Denial of first feed: panel orders prosecution of father

November 05, 2016 12:00 am | Updated December 02, 2016 01:39 pm IST - KOZHIKODE:

The child rights panel has asked the police to book under the Juvenile Justice Act the superstitious father of a newborn for delaying the baby its first feed for a whole day.

The Kerala State Commission for Protection of Child Rights on Friday directed the Kozhikode District Police Chief and the Mukkom police to book the father, Aboobacker Siddique of Omassery, for denying mother’s milk to his baby.
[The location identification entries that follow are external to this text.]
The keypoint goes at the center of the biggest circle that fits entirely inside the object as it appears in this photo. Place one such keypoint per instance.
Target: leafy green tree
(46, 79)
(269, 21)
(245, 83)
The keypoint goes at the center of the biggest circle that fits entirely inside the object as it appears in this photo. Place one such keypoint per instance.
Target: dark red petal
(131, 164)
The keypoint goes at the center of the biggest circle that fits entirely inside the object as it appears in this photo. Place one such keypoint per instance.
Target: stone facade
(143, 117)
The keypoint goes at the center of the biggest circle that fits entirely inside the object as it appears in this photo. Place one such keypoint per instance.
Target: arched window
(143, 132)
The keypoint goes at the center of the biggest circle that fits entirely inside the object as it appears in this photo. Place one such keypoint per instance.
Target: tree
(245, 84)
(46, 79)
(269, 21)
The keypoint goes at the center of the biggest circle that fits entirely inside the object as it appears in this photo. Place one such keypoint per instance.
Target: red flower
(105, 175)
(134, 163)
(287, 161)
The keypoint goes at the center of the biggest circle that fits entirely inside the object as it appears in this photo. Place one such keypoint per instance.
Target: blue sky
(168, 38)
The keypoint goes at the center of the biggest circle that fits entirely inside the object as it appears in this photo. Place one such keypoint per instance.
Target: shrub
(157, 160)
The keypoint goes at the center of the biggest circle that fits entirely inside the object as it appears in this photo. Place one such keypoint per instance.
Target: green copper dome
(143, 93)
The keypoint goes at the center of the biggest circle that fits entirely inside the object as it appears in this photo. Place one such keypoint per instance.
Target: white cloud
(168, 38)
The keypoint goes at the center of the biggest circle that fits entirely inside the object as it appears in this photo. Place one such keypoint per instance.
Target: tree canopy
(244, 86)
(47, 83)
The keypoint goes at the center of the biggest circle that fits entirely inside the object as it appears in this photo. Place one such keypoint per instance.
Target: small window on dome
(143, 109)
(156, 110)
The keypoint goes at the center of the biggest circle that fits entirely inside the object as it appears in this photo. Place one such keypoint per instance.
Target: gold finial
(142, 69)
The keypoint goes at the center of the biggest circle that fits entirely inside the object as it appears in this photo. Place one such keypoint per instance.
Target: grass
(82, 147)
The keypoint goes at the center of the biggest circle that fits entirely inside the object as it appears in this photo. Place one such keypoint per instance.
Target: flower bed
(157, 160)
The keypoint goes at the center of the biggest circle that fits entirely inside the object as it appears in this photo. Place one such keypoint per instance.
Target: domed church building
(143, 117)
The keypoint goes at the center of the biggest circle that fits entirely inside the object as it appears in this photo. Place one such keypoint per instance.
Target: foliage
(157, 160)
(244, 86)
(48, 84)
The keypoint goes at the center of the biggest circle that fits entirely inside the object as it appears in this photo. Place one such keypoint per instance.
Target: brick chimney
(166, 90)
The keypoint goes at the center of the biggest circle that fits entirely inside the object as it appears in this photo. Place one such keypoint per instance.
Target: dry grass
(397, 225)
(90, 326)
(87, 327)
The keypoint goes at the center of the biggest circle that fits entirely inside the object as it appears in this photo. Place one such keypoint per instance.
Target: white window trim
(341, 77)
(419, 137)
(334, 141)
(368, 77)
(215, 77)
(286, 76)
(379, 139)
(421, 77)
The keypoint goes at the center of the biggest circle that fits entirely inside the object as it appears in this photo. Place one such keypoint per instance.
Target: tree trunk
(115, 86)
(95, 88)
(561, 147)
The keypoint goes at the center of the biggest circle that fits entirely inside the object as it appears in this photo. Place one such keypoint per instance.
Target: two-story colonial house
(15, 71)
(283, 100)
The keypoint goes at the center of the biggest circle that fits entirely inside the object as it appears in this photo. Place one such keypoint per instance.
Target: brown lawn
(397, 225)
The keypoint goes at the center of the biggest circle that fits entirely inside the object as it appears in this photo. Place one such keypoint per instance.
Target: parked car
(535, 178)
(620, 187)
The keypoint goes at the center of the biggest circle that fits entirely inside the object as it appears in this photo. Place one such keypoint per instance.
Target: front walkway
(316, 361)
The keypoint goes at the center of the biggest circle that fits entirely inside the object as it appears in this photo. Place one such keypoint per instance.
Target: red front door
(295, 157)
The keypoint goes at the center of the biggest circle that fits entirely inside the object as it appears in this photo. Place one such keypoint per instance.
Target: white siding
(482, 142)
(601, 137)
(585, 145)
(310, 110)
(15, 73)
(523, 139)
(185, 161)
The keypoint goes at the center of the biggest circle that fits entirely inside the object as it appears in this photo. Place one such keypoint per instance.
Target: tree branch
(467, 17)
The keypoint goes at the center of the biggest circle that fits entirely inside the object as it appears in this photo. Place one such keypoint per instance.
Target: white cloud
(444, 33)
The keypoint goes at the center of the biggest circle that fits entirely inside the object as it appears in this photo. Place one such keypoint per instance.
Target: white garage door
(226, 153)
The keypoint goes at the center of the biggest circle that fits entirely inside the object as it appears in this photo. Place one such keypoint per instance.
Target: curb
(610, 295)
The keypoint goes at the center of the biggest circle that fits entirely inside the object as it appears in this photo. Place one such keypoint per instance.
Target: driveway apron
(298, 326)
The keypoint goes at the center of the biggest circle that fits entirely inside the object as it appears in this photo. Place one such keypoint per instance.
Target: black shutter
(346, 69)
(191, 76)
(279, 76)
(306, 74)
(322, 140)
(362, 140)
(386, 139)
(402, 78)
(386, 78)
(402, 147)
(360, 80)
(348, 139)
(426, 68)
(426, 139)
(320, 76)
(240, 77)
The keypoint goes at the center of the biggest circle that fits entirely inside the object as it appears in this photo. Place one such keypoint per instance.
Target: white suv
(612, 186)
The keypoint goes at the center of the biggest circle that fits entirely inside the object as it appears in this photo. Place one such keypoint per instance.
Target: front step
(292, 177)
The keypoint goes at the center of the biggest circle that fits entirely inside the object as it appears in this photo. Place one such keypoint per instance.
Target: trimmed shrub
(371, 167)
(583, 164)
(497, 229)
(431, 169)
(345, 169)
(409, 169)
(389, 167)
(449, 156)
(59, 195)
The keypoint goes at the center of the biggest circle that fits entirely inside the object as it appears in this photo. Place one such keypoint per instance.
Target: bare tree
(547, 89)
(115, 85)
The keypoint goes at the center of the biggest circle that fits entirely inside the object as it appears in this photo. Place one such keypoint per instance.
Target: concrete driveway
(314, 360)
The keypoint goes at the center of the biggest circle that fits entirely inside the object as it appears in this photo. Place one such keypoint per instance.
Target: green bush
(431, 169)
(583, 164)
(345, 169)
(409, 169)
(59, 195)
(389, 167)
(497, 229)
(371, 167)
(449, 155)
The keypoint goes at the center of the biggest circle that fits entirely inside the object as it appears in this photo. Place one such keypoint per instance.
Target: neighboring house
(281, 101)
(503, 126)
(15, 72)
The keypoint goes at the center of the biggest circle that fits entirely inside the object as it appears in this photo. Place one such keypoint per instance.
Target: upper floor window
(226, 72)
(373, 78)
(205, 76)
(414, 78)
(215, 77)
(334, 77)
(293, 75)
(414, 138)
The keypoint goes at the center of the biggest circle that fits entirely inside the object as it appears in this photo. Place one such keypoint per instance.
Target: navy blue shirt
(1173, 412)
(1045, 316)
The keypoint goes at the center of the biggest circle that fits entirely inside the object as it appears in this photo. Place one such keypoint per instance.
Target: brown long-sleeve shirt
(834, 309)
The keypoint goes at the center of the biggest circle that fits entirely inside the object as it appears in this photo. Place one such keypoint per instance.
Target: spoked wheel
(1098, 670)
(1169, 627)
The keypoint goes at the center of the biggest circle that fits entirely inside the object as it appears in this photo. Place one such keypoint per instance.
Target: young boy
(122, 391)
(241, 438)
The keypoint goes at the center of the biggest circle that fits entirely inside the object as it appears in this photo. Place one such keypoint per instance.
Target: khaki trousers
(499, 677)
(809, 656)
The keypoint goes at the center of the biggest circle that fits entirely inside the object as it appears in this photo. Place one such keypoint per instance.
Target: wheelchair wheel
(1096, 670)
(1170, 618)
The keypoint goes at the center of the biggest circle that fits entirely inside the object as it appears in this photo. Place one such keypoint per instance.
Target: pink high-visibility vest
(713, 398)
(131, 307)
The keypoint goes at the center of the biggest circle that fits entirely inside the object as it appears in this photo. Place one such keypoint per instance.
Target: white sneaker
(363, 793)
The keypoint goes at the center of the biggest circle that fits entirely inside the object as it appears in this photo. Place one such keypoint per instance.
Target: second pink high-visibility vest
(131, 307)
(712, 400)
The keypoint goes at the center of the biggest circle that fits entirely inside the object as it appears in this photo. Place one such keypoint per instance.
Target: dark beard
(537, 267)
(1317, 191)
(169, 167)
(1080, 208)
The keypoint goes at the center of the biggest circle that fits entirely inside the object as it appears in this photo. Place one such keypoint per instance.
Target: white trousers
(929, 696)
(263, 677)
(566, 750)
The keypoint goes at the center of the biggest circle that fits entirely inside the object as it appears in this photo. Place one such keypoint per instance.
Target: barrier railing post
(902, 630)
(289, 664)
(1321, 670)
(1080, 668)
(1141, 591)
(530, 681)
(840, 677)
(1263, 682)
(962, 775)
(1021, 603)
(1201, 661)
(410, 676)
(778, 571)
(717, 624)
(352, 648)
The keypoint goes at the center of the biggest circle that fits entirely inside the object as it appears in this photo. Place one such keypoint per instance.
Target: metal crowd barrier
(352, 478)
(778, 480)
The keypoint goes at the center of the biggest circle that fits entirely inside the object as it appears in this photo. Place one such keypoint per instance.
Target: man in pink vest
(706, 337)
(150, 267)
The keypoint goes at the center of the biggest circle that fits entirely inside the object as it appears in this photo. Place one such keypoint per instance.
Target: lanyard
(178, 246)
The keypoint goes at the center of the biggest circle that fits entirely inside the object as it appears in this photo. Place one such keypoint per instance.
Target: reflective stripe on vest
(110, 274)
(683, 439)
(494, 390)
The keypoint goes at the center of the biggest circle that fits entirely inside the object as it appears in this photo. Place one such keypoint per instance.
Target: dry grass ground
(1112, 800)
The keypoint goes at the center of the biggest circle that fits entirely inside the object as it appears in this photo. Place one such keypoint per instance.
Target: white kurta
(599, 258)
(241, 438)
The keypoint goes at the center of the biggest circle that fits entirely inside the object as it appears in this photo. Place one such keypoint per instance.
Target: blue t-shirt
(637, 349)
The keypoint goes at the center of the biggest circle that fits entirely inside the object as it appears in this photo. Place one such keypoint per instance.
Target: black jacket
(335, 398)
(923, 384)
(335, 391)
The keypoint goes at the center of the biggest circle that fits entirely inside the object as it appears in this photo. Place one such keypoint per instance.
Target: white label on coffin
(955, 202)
Siddique had insisted that the newborn should not be fed until after five `baank’ calls (prayer announcements given from mosques five times a day) are heard.

This meant that the baby, born in a private hospital at Mukkom in Kozhikode district, had to go without its first feed for 21 hours.

The Kozhikode Rural police registered a case against the couple Aboobacker and Afsath.

They were charged under Sections 75 (cause unnecessary mental and physical suffering to child) and 87 (abetment of offence) of the Juvenile Justice Act.

In their directive, commission chairperson Sobha Koshy and member K. Nazeer asked the Kozhikode District Medical Officer or a doctor authorised by the DMO to visit the baby to find if the baby faced any health hazard because of the denial of breast milk.

The police had been asked to book those who had abetted the superstitious father in denying the newborn its feed.

Aboobacker is said to have been influenced by a preacher who counselled him not to give breast milk to newborns until after five `baank’ calls are heard.

First child

His first child too had been denied breast milk for a day.

The hospital authorities had wanted that the baby, born on Wednesday, be given breast milk immediately.

But when Aboobacker stalled it, he was asked to give an undertaking that the hospital was not responsible for any health hazard to the baby because of this.

The incident drew flak from sections of society and trolls were aplenty on Thursday ridiculing the superstitious father’s cruelty to his baby.

In his FB post, Kozhikode Collector N. Prasanth said no faith would counsel starving a newborn. Both the father and the abetter needed ‘treatment,’ he said.